For managers, however, salary negotiations can sometimes be a tough balancing act, particularly when they involve top performers the organization doesn’t want to risk losing.
While salary negotiations may not be something every manager feels comfortable handling, it’s important to have an idea of how to respond to requests for raises—because it’s not a matter of if employees are going to ask, it’s when.
Bonnie Scherry, director of Corporate HR for G&A Partners, recently shared her top tips on what managers can do to better prepare for these types of compensation conversations in an article for CUES, an international membership organization of credit union CEOs, their direct reports and future leader credit union employees.
(Check out Bonnie’s tips for employees on salary negotiations: Salary Negotiation Tips From An HR Expert.)
From the very beginning of an employee’s tenure with the credit union, managers should make it a point to communicate clearly about salary expectations, including how and when raises and/or promotions are handled across the organization.
For instance, many employers choose to tie salary thresholds to the licenses or certifications the employee holds. When an employee earns the required certification, his or her title automatically changes, and he or she receives a standard raise.
This type of structure not only creates transparency within departments but can also motivate employees to work harder and achieve certifications of their own.
Good leaders should always have a general idea of where in the salary range (low, middle or high) each of their employees is at, as well as who their top performers are.
Having this information in the back of their minds helps managers be more prepared for salary negotiations if an employee brings it up—it also allows them to be more prepared to argue the case with senior leadership for one of their employees to receive a raise.
Similarly, managers should make it a point to evaluate the salary levels of their employees against relevant industry salary threshold data as part of their annual budget review process and carefully consider incorporating increases for their top performers.
Proactively rewarding a top performer in this way will always resonate better with the employee than feeling the pressure to bring the subject up with his or her manager.
Whether or not an employee receives a raise is ultimately a function of the company’s budget. Managers who want to reward top performers and feel like their hands are tied due to budget constraints are forgetting about all the other parts that make up an employee’s total rewards compensation package.

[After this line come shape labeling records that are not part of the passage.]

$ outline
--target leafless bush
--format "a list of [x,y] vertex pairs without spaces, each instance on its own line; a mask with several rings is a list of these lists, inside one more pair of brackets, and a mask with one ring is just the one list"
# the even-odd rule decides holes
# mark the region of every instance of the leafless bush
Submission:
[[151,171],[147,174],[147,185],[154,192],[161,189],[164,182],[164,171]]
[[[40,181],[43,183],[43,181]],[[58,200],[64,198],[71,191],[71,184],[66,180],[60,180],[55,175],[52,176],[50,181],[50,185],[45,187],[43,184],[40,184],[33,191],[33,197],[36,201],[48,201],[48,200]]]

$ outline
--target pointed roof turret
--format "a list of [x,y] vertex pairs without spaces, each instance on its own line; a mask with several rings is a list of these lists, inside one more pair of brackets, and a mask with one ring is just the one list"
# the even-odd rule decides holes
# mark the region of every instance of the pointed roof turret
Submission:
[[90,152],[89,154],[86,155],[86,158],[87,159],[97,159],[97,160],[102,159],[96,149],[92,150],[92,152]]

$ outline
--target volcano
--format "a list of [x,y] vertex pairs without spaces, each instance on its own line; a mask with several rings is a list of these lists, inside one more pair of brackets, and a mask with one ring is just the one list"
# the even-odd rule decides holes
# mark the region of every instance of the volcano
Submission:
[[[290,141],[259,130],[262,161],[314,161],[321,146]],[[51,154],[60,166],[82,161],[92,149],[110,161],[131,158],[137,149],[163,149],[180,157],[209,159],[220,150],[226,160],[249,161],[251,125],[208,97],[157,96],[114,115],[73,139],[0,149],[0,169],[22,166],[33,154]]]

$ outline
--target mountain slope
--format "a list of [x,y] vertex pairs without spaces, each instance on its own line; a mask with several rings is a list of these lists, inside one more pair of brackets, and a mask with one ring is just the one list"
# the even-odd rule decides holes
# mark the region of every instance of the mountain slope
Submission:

While increasing an employee’s salary or hourly wage rate might not be possible at the moment, perks like an extra vacation day, a one-time cash bonus or the ability to work from home a couple days a month can be just as valuable and are often a lot easier to work into a budget.
Even if there aren’t any alternatives available, simply hearing that their manager also feels that they deserve a raise can be a positive outcome.

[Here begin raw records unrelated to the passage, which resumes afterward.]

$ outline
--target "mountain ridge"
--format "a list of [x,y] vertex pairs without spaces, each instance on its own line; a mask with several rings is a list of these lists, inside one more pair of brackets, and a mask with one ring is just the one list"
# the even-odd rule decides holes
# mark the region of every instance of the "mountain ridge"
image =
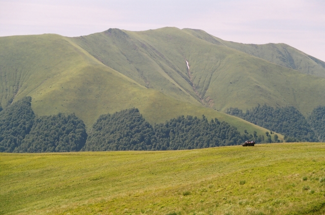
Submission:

There are a lot of reasons an employee might want to renegotiate his or her salary, but one reason many managers forget about is that the employee might be asking out of need.
Maybe he or she just became a new parent, is trying to figure out how they’ll pay for a child’s tuition, is dealing with a personal health crisis, or is suffering from some other sort of financial hardship.
Whatever the issue, employees in these kinds of situations might turn to their employers for help, and fielding these kinds of requests—particularly if the answer is “no”—can sometimes be difficult or emotional for everyone involved.
It’s not necessarily a good practice for employers to give raises based purely on external factors (after all, salary increases are usually forever), but that doesn’t mean managers can’t do anything to help employees going through a tough time.
Some employers set aside funds each year for exactly these types of situations, while others might be able to organize an employee fundraiser, supply drive or other type of event benefiting the employee.
Even simply reminding the employee about other support or resources that might be included as part of their benefits package, like an employee assistance program or company wellness program, can be a great relief for employees suffering as a result of external stressors.
Not every employee who requests a raise deserves one, but that doesn’t mean that managers should take the request any less seriously.
In fact, these conversations can turn into a great coaching moment that allows managers to remind the employee about performance expectations or other factors that may be preventing him or her from being considered for a raise.
If the employee is serious about earning more money, this conversation might just provide the motivation or incentive he or she needs to step up their performance.